# Triton on SageMaker - Ensemble + FIL Backend

## Set up Environment

Installs the dependencies required to package the model and run inferences using Triton server.

Also define the IAM role that will give SageMaker access to the model artifacts and the NVIDIA Triton ECR image.

In [None]:
!pip install -qU pip awscli boto3 sagemaker 
!pip install nvidia-pyindex
!pip install tritonclient[http]

In [2]:
import boto3
import json
import sagemaker
import time
import os
from sagemaker import get_execution_role

sess = boto3.Session()
sm = sess.client("sagemaker")
sagemaker_session = sagemaker.Session(boto_session=sess)
role = get_execution_role()
client = boto3.client("sagemaker-runtime")

In [3]:
account_id_map = {
    'us-east-1': '785573368785',
    'us-east-2': '007439368137',
    'us-west-1': '710691900526',
    'us-west-2': '301217895009',
    'eu-west-1': '802834080501',
    'eu-west-2': '205493899709',
    'eu-west-3': '254080097072',
    'eu-north-1': '601324751636',
    'eu-south-1': '966458181534',
    'eu-central-1': '746233611703',
    'ap-east-1': '110948597952',
    'ap-south-1': '763008648453',
    'ap-northeast-1': '941853720454',
    'ap-northeast-2': '151534178276',
    'ap-southeast-1': '324986816169',
    'ap-southeast-2': '355873309152',
    'cn-northwest-1': '474822919863',
    'cn-north-1': '472730292857',
    'sa-east-1': '756306329178',
    'ca-central-1': '464438896020',
    'me-south-1': '836785723513',
    'af-south-1': '774647643957'
}

In [4]:
region = boto3.Session().region_name
if region not in account_id_map.keys():
    raise("UNSUPPORTED REGION")

In [5]:
base = "amazonaws.com.cn" if region.startswith("cn-") else "amazonaws.com"
triton_image_uri = "{account_id}.dkr.ecr.{region}.{base}/sagemaker-tritonserver:22.05-py3".format(
    account_id=account_id_map[region], region=region, base=base
)

In [None]:
#triton_image_uri = "354625738399.dkr.ecr.us-west-2.amazonaws.com/sagemaker-tritonserver:22.05-py"

In [6]:
triton_image_uri

'301217895009.dkr.ecr.us-west-2.amazonaws.com/sagemaker-tritonserver:22.05-py3'

## Package models and dependencies and uploading to S3

First we create the Triton config file for the XGBoost model being served by the FIL Backend.
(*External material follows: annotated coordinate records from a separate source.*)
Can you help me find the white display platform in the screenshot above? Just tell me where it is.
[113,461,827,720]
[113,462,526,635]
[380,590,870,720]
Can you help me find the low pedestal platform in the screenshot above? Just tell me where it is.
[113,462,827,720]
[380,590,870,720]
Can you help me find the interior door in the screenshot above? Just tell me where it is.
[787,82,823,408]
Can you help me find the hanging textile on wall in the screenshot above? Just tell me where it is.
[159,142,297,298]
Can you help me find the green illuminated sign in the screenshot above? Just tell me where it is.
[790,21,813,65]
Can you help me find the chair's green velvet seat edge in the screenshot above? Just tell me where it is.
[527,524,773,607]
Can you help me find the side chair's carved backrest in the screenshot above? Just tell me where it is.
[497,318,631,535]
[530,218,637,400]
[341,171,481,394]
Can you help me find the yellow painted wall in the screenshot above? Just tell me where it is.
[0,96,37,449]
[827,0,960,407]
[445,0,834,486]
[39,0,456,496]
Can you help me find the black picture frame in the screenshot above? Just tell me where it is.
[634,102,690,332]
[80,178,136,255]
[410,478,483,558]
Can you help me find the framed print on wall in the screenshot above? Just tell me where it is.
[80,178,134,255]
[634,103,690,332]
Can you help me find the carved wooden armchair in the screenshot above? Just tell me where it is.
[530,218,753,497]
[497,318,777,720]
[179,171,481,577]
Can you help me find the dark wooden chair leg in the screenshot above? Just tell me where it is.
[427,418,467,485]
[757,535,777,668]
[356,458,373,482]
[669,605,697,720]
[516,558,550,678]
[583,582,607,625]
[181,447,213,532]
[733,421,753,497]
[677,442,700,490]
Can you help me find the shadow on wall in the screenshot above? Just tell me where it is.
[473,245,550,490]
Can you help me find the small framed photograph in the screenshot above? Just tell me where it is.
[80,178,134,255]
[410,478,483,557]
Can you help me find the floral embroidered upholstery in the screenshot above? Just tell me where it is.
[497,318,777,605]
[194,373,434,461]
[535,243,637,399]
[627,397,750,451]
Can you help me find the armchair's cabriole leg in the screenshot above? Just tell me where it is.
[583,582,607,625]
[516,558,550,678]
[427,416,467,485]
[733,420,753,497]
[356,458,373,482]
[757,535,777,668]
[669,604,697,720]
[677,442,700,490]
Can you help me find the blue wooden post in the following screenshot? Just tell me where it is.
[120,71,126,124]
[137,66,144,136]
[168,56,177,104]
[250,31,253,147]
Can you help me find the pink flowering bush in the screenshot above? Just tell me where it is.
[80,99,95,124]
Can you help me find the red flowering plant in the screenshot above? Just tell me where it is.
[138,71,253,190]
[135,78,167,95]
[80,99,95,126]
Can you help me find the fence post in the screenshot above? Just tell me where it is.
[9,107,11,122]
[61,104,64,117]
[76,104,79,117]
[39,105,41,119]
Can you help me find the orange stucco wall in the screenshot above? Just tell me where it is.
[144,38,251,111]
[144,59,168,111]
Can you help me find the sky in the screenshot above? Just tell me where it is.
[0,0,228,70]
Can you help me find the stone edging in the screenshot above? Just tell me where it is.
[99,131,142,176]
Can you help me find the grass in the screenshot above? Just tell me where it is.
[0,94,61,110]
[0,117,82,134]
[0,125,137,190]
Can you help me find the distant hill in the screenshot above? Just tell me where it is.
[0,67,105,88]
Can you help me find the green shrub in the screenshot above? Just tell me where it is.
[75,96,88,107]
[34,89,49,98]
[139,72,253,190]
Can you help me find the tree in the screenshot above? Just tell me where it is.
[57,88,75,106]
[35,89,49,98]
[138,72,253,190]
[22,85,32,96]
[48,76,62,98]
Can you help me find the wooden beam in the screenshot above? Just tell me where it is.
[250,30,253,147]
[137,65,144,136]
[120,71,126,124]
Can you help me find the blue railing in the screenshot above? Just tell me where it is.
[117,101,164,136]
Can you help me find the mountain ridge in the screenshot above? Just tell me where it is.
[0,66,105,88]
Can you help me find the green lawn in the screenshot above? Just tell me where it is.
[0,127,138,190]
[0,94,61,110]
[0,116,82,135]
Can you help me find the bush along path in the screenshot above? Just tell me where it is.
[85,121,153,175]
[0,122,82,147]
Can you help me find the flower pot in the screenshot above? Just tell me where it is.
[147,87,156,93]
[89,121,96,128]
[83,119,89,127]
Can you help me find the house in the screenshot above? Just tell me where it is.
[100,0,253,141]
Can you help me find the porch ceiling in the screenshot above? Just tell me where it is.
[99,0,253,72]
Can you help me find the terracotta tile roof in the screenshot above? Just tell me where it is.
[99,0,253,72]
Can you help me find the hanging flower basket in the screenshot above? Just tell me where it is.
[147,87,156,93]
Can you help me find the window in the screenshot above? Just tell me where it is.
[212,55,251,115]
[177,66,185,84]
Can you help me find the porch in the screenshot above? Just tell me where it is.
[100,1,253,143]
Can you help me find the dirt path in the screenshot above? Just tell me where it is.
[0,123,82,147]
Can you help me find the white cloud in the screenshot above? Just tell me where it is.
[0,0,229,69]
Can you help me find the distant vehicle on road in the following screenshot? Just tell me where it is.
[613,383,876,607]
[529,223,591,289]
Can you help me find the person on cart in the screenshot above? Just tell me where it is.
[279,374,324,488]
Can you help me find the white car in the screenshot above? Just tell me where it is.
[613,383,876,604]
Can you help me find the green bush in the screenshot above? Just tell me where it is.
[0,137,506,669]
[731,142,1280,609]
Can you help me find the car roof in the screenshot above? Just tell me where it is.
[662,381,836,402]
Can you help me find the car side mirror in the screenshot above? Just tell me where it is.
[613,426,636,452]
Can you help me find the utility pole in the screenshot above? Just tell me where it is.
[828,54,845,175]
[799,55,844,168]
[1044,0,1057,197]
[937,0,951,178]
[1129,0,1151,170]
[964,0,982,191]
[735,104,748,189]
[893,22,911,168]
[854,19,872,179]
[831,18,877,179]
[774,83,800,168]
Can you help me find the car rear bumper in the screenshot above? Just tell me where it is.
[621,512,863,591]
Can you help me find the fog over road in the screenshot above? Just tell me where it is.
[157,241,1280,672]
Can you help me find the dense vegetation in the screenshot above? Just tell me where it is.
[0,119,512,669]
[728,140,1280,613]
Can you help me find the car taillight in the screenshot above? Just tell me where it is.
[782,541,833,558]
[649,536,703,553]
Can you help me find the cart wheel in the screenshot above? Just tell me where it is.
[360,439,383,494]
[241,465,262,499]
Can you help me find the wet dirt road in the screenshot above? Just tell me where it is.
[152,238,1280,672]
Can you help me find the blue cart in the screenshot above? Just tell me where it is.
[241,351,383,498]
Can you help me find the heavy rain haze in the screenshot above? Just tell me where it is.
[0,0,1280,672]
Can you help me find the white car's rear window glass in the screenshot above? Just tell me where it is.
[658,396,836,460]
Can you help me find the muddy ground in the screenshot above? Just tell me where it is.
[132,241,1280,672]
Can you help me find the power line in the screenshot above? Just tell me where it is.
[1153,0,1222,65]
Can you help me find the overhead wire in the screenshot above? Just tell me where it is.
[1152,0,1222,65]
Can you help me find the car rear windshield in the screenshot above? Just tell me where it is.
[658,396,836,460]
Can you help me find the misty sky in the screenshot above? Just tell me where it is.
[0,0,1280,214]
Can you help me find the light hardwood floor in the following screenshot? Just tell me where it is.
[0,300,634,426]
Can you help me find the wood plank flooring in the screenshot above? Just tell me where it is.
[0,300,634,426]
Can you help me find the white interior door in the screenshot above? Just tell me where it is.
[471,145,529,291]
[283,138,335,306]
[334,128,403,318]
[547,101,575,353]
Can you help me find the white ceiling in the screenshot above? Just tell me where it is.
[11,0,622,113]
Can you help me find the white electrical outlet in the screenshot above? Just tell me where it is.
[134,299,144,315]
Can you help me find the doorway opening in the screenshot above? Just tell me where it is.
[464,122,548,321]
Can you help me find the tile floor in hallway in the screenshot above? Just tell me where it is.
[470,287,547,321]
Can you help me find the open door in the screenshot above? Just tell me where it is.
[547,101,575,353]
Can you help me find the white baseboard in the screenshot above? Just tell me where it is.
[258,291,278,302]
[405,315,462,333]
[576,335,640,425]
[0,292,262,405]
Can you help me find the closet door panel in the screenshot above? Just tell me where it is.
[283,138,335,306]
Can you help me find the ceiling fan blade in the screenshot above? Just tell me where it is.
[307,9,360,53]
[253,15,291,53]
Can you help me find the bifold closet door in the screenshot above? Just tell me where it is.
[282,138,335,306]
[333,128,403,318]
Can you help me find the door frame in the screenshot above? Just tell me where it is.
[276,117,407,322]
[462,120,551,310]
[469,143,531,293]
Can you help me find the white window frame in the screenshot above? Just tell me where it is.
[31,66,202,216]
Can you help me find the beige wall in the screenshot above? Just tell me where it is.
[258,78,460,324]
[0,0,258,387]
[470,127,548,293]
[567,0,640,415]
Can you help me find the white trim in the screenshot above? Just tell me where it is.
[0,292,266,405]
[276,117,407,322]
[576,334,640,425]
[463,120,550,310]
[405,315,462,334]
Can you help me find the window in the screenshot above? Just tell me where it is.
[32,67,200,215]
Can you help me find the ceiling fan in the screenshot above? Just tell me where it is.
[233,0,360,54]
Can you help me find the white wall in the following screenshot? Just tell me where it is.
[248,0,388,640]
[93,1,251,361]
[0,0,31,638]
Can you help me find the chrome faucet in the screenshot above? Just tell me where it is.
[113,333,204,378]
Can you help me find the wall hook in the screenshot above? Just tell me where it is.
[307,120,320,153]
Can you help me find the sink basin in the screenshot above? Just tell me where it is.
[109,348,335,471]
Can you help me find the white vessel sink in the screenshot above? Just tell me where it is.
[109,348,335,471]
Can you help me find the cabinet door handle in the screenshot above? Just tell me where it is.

**TODO**: Note the reshape we had to do for output here. This is specific to this example.

In [8]:
USE_GPU = True
MODEL_DIR = './triton-serve/fil'

# Maximum size in bytes for input and output arrays
MAX_MEMORY_BYTES = 60_000_000
NUM_FEATURES = 15
NUM_CLASSES = 2
bytes_per_sample = (NUM_FEATURES + NUM_CLASSES) * 4
max_batch_size = MAX_MEMORY_BYTES // bytes_per_sample

IS_CLASSIFIER = True
model_format = 'xgboost_json'

# Select deployment hardware (GPU or CPU)
if USE_GPU:
    instance_kind = 'KIND_GPU'
else:
    instance_kind = 'KIND_CPU'

# whether the model is doing classification or regression    
if IS_CLASSIFIER:
    classifier_string = 'true'
else:
    classifier_string = 'false'

# whether to predict probabilites or not
predict_proba = False

if predict_proba:
    predict_proba_string = 'true'
else:
    predict_proba_string = 'false'

config_text = f"""backend: "fil"
max_batch_size: {max_batch_size}
input [                                 
 {{  
    name: "input__0"
    data_type: TYPE_FP32
    dims: [ {NUM_FEATURES} ]                    
  }} 
]
output [
 {{
    name: "output__0"
    data_type: TYPE_FP32
    dims: [ 1 ]
    reshape: {{ shape: [ 1 ] }}
  }}
]
instance_group [{{ kind: {instance_kind} }}]
parameters [
  {{
    key: "model_type"
    value: {{ string_value: "{model_format}" }}
  }},
  {{
    key: "predict_proba"
    value: {{ string_value: "{predict_proba_string}" }}
  }},
  {{
    key: "output_class"
    value: {{ string_value: "{classifier_string}" }}
  }},
  {{
    key: "threshold"
    value: {{ string_value: "0.5" }}
  }},
  {{
    key: "storage_type"
    value: {{ string_value: "AUTO" }}
  }}
]

dynamic_batching {{}}"""

config_path = os.path.join(MODEL_DIR, 'config.pbtxt')
with open(config_path, 'w') as file_:
    file_.write(config_text)

In [9]:
# Download the RAPIDS 22.04 Conda env to be used in Python preprocessing
!wget -q -P model_repository/preprocessing https://rapidsai-data.s3.us-east-2.amazonaws.com/conda-pack/rapidsai/rapids22.06_cuda11.5_py3.8.tar.gz

In [12]:
!mv model_repository/preprocessing/rapids22.06_cuda11.5_py3.8.tar.gz ../../

In [None]:
# move label encoders into python preprocessing directory
!cp label_encoders.pkl triton-serve/preprocessing/1/

In [10]:
# move trained xgboost model into fil model directory
!mkdir -p triton-serve/fil/1
!cp xgboost.json triton-serve/fil/1/

In [11]:
# create model version directory for ensemble model
!mkdir -p triton-serve/ensemble_preprocess_fil_postprocess/1

In [None]:
!tar -cvzf model.tar.gz -C model_repository .

In [None]:
model_uri = sagemaker_session.upload_data(path="model.tar.gz", key_prefix="triton-serve")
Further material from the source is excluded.